Antidepressiva verändern Balz von Vögeln

Singvögel auf Prozac: Medikamentenrückstände in der Umwelt können gravierende Folgen für die Tierwelt haben, wie ein kurioser Versuch an Staren beweist.

Wissenschaftler der Universität of York hatten weiblichen Staren das weit verbreitete Antidepressivum Prozac in so geringen Dosen verabreicht, wie sie auch in der Natur vorkommen können. Die Folge: Die Männchen reagierten auf die behandelten Weibchen aggressiver und sangen in deren Gegenwart auch weniger.

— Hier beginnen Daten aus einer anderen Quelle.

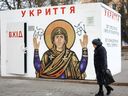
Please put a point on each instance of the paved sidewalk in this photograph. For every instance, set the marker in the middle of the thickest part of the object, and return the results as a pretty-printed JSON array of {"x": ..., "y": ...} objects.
[{"x": 121, "y": 78}]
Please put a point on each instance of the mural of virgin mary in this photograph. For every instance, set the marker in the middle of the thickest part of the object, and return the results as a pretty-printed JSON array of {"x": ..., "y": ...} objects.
[{"x": 59, "y": 61}]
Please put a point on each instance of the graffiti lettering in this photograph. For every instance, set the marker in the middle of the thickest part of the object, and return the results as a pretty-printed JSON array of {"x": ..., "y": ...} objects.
[
  {"x": 15, "y": 34},
  {"x": 38, "y": 32}
]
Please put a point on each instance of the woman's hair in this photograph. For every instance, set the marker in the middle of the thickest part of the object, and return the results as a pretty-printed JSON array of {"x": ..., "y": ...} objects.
[{"x": 59, "y": 31}]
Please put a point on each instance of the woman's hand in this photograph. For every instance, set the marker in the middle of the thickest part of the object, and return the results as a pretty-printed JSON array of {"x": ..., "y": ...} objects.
[
  {"x": 84, "y": 43},
  {"x": 35, "y": 43}
]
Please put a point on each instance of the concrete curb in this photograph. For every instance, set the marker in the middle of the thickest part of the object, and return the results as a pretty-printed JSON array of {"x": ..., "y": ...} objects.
[{"x": 65, "y": 80}]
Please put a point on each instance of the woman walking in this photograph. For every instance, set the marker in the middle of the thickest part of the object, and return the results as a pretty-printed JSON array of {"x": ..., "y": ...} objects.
[{"x": 100, "y": 64}]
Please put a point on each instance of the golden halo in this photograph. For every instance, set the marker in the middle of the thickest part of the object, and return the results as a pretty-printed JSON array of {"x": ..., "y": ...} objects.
[{"x": 59, "y": 23}]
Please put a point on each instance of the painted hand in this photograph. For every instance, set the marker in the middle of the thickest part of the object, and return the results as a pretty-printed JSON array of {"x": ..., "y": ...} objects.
[
  {"x": 36, "y": 44},
  {"x": 84, "y": 43}
]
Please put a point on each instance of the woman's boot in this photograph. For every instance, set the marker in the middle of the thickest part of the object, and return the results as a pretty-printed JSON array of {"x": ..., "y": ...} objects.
[
  {"x": 100, "y": 93},
  {"x": 109, "y": 89}
]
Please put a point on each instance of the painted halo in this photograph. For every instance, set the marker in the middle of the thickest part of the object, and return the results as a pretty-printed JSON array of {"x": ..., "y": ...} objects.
[{"x": 59, "y": 23}]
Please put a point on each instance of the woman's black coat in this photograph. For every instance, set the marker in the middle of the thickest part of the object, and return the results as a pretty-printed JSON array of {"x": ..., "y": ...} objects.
[{"x": 100, "y": 63}]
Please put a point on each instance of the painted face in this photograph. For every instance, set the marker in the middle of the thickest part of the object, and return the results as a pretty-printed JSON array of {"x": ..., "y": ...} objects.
[{"x": 59, "y": 41}]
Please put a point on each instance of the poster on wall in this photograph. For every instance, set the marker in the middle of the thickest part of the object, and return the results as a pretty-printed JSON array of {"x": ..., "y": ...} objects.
[{"x": 59, "y": 40}]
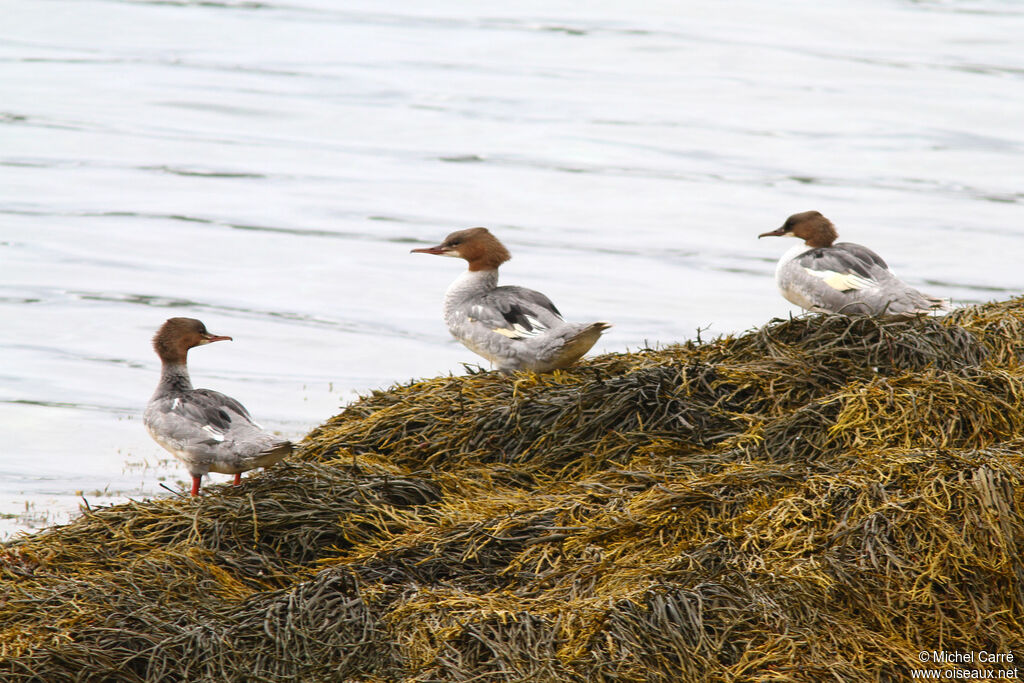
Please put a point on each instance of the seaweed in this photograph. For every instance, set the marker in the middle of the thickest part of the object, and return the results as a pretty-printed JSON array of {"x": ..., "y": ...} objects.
[{"x": 821, "y": 498}]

Die Studie im Fachblatt „Chemosphere“ sei der „erste Beleg“ dafür, dass schon geringe Mengen eines Antidepressivums das Balzverhalten von Singvögeln stören können, sagt Kathryn Arnold vom Umweltinstitut der Universität. „Das ist wichtig, weil Tiere, die bei der Partnersuche langsam sind, oft keine Brut haben.“

Singvogel: Star sitzt auf einer Stromleitung

APA/AFP/dpa/Patrick Pleul

Sturnus vulgaris: Der Gemeine Star reagiert sensibel auf Medikamentenrückstände

Angesichts des Rückgangs zahlreicher Wildtierpopulationen sei daher zu überlegen, wie chemische Stoffe und Medikamente aus der Umwelt ferngehalten werden könnten. Vor allem Flüsse seien immer stärker mit chemischen Stoffen belastet.

Weibchen wirken weniger attraktiv

Sollte der Trend anhalten, könnte die Gewässerbelastung vor 2050 um zwei Drittel zunehmen, heißt es in der Studie . Allein in Großbritannien seien 2016 knapp 65 Millionen Antidepressiva verschrieben worden.

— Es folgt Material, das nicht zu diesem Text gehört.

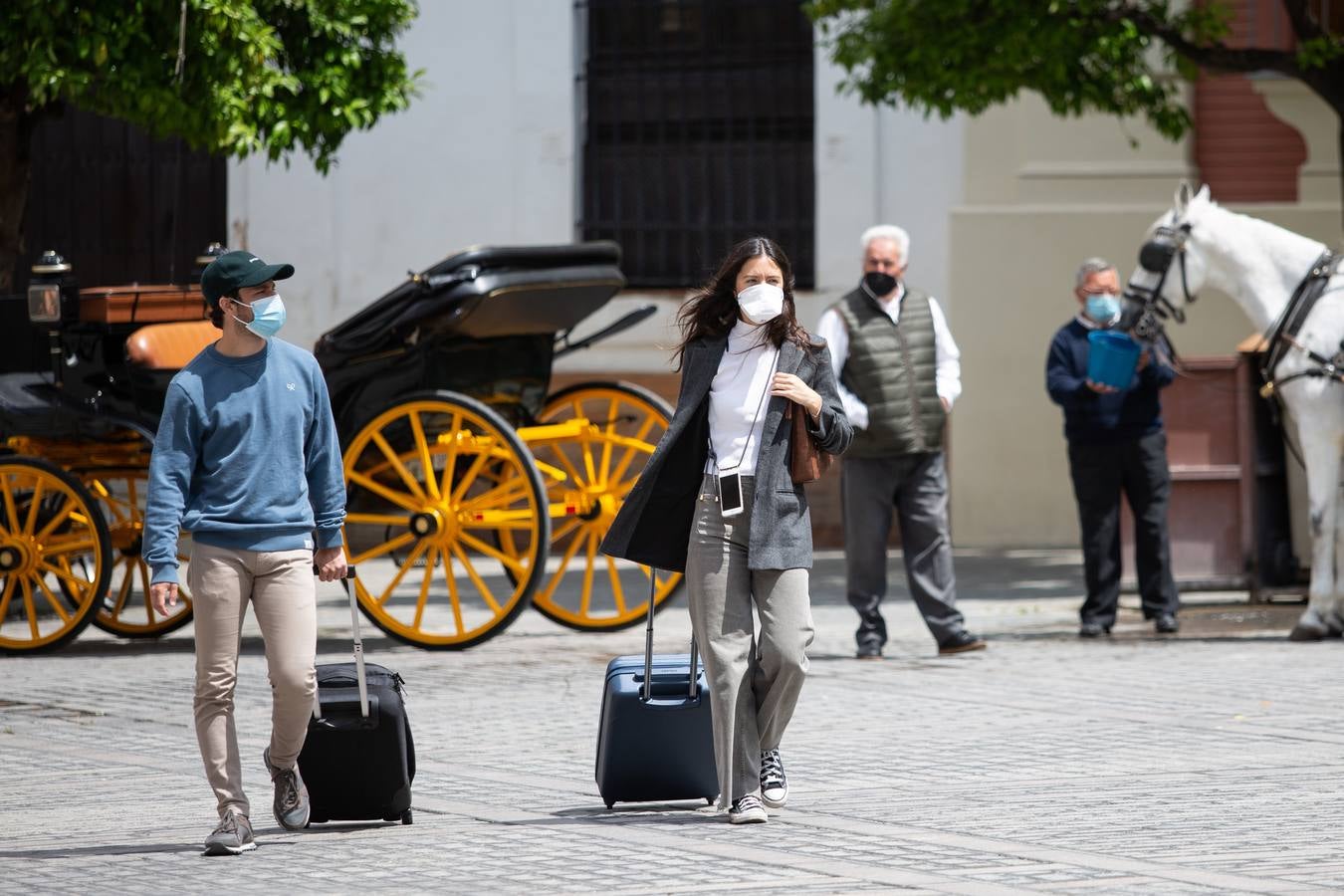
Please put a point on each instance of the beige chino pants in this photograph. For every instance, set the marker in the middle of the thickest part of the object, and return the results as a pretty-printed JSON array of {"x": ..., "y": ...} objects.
[{"x": 284, "y": 595}]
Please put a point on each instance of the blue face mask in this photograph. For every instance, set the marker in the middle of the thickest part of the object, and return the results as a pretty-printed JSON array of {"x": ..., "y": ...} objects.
[
  {"x": 1104, "y": 308},
  {"x": 268, "y": 316}
]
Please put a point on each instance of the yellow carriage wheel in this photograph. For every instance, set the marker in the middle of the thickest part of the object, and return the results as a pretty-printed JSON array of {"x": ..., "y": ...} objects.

Wie andere humanmedizinische Stoffe gelangen Rückstände davon ins Abwasser - und auf diesem Weg auch in den Körper von Vögeln. Die Forscher aus York hatten Stare als Untersuchungsobjekte ausgewählt, weil diese Vögel oft bei Kläranlagen nach Nahrung suchen.

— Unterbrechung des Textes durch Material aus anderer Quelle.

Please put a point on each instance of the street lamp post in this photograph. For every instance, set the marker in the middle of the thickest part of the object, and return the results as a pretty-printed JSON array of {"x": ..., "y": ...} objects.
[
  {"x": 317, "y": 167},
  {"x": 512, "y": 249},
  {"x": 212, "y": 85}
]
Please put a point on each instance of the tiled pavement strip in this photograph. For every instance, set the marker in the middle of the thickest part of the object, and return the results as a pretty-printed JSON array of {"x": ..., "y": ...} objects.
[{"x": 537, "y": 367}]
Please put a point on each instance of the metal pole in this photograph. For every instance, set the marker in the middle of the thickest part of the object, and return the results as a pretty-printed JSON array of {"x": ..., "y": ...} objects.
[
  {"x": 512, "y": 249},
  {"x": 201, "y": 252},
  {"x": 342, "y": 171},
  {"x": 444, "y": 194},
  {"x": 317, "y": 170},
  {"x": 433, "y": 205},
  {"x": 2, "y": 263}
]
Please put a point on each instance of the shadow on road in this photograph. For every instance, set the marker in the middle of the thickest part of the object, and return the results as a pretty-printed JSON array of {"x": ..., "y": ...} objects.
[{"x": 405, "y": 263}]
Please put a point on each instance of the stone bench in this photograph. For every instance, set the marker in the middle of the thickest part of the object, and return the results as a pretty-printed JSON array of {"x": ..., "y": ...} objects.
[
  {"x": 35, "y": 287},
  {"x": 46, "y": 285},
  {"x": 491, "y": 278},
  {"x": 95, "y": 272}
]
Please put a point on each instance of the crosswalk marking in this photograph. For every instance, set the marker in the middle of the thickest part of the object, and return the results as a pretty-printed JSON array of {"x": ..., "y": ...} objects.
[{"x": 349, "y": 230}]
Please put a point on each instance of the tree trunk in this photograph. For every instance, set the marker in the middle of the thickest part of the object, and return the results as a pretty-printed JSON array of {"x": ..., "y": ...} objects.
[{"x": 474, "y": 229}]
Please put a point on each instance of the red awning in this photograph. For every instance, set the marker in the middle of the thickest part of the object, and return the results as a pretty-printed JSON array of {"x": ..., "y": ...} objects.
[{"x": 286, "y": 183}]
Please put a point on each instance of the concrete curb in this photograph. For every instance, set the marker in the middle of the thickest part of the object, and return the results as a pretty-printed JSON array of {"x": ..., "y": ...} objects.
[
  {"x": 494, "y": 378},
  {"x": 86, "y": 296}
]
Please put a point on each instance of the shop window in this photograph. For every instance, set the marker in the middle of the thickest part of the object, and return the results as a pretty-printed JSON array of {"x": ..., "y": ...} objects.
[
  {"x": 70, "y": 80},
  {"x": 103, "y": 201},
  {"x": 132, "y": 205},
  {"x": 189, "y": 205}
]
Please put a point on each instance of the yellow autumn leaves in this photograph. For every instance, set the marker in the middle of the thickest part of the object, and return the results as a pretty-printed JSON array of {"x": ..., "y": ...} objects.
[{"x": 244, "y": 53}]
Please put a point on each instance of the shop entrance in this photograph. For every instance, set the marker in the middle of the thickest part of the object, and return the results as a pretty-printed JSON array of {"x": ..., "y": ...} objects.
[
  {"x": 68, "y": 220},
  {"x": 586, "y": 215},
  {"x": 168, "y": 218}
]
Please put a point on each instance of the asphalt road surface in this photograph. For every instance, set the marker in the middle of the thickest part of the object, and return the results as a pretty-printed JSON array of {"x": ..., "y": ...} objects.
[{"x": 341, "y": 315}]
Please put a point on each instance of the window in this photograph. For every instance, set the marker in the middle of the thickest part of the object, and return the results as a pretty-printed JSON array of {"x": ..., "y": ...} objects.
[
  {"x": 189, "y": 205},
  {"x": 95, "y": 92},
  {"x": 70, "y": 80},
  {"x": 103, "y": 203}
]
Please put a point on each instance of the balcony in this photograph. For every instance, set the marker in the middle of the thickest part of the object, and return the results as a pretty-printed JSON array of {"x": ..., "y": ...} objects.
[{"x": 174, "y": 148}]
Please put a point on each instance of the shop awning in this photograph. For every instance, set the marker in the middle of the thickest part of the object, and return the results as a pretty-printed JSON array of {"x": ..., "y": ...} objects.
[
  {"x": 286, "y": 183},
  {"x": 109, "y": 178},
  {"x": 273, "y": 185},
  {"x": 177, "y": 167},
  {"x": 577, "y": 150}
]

Bei Staren werben Männchen per Gesang aktiv um ihre Partnerinnen, während Weibchen auf diese Weise den besten Partner anzulocken versuchen. „Gesang ist ein wesentlicher Teil des Balzverhaltens von Vögeln“, sagt Studienautorin Sophia Whitlock. Fazit der Forscherin: Antidepressiva verringern offenbar die Attraktivität der Weibchen.